Frequently Asked Questions

Can I remove a lawsuit from Google if it was settled?
Potentially, yes—through editorial outreach to any news coverage, and through opt-out requests to aggregator sites. The official court record of the lawsuit's filing typically cannot be removed from court systems, as lawsuit filings are public records. However, a settlement often removes the public interest argument that would justify a news organization maintaining prominent coverage. If the lawsuit was newsworthy when filed and has since settled without findings against you, an editorial request citing the settlement and the changed circumstances is worth making. GDPR provides additional grounds for EU/UK residents to request de-indexing of old lawsuit coverage from search results.
Do court records get removed from Google automatically if I win my case?
No. Google does not monitor court outcomes or automatically update search results when cases conclude. News organizations don't always publish follow-up coverage when cases resolve. Official court records remain in court databases regardless of outcome. If you want your favorable outcome reflected in search results, you need to take proactive action: request news article updates, submit aggregator opt-out requests, and potentially publish your own content reflecting the outcome on platforms where it can rank.
My bankruptcy is 10 years old and still showing in search results. Can I remove it?

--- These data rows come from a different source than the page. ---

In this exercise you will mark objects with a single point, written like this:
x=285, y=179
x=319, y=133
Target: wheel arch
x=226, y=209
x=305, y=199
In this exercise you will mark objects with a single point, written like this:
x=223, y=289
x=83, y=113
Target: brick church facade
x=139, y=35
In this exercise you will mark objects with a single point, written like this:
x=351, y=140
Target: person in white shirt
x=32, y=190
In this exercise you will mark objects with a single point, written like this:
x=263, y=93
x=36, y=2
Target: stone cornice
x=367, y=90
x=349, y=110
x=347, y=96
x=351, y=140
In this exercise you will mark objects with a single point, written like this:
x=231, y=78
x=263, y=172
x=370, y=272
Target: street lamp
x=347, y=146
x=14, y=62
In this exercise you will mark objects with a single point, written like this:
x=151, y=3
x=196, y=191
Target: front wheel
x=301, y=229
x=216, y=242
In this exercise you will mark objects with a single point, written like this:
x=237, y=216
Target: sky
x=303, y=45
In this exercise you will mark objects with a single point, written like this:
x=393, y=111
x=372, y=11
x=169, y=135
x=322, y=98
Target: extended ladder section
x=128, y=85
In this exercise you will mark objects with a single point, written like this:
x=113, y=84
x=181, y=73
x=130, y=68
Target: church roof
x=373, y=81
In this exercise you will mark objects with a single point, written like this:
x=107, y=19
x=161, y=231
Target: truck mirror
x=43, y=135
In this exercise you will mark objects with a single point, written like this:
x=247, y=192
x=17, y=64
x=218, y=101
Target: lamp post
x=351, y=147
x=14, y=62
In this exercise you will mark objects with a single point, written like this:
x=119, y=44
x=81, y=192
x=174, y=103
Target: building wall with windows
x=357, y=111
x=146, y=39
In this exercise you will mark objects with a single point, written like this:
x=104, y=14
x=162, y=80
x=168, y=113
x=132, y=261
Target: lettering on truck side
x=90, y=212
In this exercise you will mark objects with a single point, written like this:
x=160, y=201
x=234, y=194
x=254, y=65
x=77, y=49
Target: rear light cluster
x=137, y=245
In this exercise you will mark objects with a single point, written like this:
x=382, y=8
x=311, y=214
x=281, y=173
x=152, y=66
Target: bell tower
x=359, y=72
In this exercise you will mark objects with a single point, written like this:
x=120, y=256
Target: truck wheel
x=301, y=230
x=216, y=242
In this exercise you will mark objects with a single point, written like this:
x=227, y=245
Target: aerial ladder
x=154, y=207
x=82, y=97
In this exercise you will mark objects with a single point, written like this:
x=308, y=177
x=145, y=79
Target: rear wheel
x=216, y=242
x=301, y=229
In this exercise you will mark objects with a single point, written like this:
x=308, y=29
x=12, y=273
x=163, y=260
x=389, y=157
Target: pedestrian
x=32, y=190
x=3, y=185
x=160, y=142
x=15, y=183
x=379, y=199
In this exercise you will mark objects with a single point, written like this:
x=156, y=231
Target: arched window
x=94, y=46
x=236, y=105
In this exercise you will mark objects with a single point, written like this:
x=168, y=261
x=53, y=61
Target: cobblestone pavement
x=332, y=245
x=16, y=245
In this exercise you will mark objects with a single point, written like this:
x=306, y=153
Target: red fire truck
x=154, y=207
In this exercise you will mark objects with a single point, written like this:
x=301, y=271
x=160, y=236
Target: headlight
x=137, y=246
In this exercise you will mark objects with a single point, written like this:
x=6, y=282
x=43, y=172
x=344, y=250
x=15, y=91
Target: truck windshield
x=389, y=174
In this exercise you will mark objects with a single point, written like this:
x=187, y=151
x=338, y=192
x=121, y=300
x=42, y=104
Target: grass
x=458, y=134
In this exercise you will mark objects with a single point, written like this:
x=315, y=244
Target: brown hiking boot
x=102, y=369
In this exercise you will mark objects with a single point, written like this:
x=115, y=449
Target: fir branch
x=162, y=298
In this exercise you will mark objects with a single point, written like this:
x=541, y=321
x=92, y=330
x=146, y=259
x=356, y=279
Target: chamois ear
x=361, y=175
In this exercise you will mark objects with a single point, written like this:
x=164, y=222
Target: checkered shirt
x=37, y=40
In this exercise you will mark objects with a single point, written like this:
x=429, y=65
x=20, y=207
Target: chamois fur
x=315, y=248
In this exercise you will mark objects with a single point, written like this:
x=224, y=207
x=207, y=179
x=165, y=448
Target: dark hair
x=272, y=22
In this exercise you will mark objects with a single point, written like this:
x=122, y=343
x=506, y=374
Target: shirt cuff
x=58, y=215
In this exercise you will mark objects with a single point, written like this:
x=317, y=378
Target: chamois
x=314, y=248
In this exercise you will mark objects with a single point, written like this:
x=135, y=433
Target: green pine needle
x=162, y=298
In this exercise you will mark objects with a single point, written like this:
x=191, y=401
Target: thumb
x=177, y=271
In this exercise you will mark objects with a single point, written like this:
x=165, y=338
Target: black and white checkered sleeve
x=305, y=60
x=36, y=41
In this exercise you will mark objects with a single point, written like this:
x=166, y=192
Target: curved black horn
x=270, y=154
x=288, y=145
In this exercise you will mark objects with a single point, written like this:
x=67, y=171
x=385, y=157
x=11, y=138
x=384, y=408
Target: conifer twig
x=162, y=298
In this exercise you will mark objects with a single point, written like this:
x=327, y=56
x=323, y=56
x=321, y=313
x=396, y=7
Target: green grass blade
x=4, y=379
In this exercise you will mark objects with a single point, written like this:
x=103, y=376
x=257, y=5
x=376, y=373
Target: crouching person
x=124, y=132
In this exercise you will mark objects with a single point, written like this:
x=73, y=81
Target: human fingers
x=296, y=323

Chapter 7 bankruptcy records remain on credit reports for 10 years and in official federal records indefinitely. However, the practical impact in search results depends on where the content is hosted. If it's appearing through credit reporting aggregators or background check sites, opt-out requests and, in some states, privacy law claims can address it. If it appeared in news coverage, editorial outreach is the appropriate path—a 10-year-old business story about a private individual with no ongoing news significance is exactly the type of content that editors will often remove or update upon request. GDPR applies to EU/UK residents for both search de-indexing and aggregator removal.